2. The only legal heir who is the mother of the deceased Manivel Arumugam filed an application before the Motor Accidents Claims Tribunal, Kulithalai and the Tribunal, after considering the facts and circumstances of the case, granted award amount of Rs.6,07,000/- as total compensation.
3. The appellant/TATA AIG Insurance Company prepared this appeal solely on the ground that the deceased was a bachelor and therefore, the age has to be calculated by taking the average age of the claimant. The learned counsel for the appellant fairly submit that such principle was overlooked and the Hon'ble Supreme Court held that the age of the deceased alone is to be taken for the application of the multiplier while fixing the compensation and therefore, the average age of the claimant shall not be considered for granting compensation. In support of the arguments, the learned counsel for the appellant produced a Judgment reported in 2015 (1) TN MAC 814(SC) in the case of Munna Lal Jain V. Vipin Kumar Sharma, in paragraph Nos.12 and 13, wherein, it is extracted below:-
12. The remaining question is only on Multiplier. The High Court following Santosh Devi (supra), has taken 13 as the Multiplier. Whether the Multiplier should depend on the age of the dependents or that of the deceased has been hanging fire for sometime; but that has been given a quietus by another Three-Judge Bench decision in Reshma Kumari (supra). It was held that the Multiplier is to be used with reference to the age of the deceased. One reason appears to be that there is certainty with regard to the age of the deceased but as far as that of dependants is concerned, there will always be room for dispute as to whether the age of the eldest or youngest or even the average, etc., is to be taken. To quote:
36. In Sarla Verma, this Court has endeavoured to simplify the otherwise complex exercise of assessment of Loss of Dependency and determination of Compensation in a claim made under Section 166. It has been rightly stated in Sarla Verma that the Claimants in case of death claim for the purposes of Compensation must establish (a) age of the deceased: (b) income of the deceased; and (c ) the number of dependants. To arrive at the Loss of Dependency, the Tribunal must consider (I) additions/deductions to be made for arriving at the income; (ii) the deductions to be made towards the Personal and Living Expenses of the deceased; and (iii) the Multiplier to be applied with reference to the age of the deceased. We do not think it is necessary for us to revisit the law on the point as we are in full agreement with the view in Sarla Verma.

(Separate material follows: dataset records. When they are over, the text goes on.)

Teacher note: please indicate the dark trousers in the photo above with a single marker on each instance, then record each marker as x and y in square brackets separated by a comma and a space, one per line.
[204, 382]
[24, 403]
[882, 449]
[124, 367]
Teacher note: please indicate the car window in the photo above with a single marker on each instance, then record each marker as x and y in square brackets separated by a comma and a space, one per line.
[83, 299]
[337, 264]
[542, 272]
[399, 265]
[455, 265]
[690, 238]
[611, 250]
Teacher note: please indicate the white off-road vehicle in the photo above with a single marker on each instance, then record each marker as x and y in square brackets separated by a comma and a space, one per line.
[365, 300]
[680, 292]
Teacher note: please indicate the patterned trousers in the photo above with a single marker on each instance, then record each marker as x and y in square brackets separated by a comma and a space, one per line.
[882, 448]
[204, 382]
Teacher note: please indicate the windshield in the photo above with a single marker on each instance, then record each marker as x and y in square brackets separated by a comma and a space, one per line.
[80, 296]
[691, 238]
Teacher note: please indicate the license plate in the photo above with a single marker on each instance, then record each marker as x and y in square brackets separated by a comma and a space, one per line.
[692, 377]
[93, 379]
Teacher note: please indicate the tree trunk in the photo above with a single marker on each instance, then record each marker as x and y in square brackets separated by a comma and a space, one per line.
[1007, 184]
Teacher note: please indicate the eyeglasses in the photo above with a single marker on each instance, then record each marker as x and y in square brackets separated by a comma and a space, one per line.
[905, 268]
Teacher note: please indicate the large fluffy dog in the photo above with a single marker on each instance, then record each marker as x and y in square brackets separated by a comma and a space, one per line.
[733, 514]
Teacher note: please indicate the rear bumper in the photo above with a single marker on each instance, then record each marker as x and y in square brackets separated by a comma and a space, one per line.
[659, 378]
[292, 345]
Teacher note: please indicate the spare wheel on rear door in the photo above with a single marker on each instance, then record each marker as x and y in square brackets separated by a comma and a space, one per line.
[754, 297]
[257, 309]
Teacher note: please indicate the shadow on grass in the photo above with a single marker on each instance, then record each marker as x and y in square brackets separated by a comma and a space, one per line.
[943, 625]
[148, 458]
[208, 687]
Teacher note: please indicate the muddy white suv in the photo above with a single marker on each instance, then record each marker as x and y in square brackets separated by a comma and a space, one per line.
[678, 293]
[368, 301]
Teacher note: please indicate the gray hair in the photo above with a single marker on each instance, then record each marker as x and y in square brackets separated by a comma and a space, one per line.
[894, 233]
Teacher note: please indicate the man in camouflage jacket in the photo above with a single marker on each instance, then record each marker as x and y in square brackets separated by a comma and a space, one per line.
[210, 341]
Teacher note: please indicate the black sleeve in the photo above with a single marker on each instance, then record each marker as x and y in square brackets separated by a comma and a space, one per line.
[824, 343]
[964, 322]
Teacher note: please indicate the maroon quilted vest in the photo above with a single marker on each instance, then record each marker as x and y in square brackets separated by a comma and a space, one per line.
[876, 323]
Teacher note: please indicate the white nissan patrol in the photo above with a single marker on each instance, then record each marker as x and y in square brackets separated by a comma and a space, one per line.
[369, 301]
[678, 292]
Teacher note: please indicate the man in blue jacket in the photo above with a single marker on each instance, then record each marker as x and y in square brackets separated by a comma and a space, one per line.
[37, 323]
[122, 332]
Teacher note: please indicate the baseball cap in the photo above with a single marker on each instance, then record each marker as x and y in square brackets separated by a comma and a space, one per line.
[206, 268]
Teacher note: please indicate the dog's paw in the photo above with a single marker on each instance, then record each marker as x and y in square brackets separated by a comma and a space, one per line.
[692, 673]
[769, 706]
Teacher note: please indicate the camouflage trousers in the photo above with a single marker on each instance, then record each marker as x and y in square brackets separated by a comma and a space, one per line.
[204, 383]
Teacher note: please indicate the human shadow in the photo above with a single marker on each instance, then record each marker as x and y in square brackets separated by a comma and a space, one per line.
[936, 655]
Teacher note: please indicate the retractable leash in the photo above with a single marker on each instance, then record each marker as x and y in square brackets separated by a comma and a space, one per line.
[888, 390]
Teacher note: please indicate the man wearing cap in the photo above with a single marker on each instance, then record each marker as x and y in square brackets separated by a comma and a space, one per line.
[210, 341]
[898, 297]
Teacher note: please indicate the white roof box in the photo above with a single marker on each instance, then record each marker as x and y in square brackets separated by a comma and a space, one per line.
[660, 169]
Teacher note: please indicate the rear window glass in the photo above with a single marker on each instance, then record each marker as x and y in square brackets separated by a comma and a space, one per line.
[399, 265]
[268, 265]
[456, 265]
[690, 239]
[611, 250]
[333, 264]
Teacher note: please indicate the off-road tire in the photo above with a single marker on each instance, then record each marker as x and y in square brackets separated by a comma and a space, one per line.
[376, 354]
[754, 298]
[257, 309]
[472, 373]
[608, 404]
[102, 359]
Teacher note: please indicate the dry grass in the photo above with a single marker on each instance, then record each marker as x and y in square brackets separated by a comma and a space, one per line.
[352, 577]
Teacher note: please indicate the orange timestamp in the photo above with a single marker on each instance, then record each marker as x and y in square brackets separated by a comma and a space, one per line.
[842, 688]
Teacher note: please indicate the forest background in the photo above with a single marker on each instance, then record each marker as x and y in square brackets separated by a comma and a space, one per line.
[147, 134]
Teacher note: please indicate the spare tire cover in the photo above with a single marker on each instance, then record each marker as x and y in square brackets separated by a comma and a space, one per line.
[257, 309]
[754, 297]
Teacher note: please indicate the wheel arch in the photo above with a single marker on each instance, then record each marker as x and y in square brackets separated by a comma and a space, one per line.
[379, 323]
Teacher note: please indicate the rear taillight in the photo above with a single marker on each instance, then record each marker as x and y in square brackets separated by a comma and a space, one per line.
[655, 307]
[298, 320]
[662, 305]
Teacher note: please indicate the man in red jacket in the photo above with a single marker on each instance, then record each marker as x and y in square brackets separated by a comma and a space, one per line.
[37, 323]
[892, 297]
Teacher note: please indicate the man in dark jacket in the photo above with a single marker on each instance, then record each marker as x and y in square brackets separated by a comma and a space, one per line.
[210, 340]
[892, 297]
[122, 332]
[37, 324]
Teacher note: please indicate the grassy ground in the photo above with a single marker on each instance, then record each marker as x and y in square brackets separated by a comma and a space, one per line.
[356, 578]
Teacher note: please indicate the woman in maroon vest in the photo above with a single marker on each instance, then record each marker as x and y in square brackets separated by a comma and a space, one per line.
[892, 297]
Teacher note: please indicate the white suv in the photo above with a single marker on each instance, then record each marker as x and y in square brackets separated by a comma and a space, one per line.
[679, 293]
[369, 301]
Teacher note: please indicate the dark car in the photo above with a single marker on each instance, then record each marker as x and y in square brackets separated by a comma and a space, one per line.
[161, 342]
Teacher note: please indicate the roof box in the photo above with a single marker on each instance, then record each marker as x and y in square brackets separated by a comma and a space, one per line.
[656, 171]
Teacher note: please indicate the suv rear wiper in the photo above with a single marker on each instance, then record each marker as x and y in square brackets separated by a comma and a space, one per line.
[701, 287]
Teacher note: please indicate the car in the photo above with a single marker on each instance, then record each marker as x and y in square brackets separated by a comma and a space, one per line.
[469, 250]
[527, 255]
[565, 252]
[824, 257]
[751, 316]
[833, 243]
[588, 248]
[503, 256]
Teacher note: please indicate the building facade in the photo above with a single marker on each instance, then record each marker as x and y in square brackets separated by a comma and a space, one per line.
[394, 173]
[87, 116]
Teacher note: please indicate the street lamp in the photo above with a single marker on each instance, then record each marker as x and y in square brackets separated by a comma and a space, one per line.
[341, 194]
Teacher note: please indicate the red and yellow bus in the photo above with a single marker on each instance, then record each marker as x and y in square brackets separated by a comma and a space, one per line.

13. In Sarla Verma (supra), at Paragraph-19, a Two-Judge Bench dealt with this aspect in Step 2. To quote:
'19. . .. . . .
Step 2 (Ascertaining the Multiplier)
Having regard to the age of the deceased and period of active career, the appropriate Multiplier should be selected. This does not mean ascertaining the number of years he would have lived or worked but for the accident. Having regard to several imponderables in life and economic factors, a Table of Multipliers with reference to the age has been identified by this Court. The Multiplier should be chosen from the said table with reference to the age of the deceased.'
4. The Hon'ble Supreme Court overlooked the earlier principle of calculating the age by applying the average age and now the legal position is changed by the Hon'ble Supreme Court and this Court is constrained to follow the same.
5. Accordingly, the award passed by the learned Subordinate Judge, Motor Accidents Claims Tribunal, Kulithalai, in M.C.O.P.No.347 of 2006, dated 25.04.2008, is confirmed and the Civil Miscellaneous appeal is dismissed.
6. The learned counsel for the appellant submitted that the 50% of the award amount with accrued interest and costs had already been deposited and the appellant is directed to deposit the balance 50% of award amount with accrued interest and costs to the credit of claim petition, within a period of the four weeks from the date of receipt of a copy of this order and thereafter, the respondent/claimant is permitted to withdraw the entire award amount along with accrued interest and costs, through R.T.G.S., by filing necessary application before the Tribunal. No costs.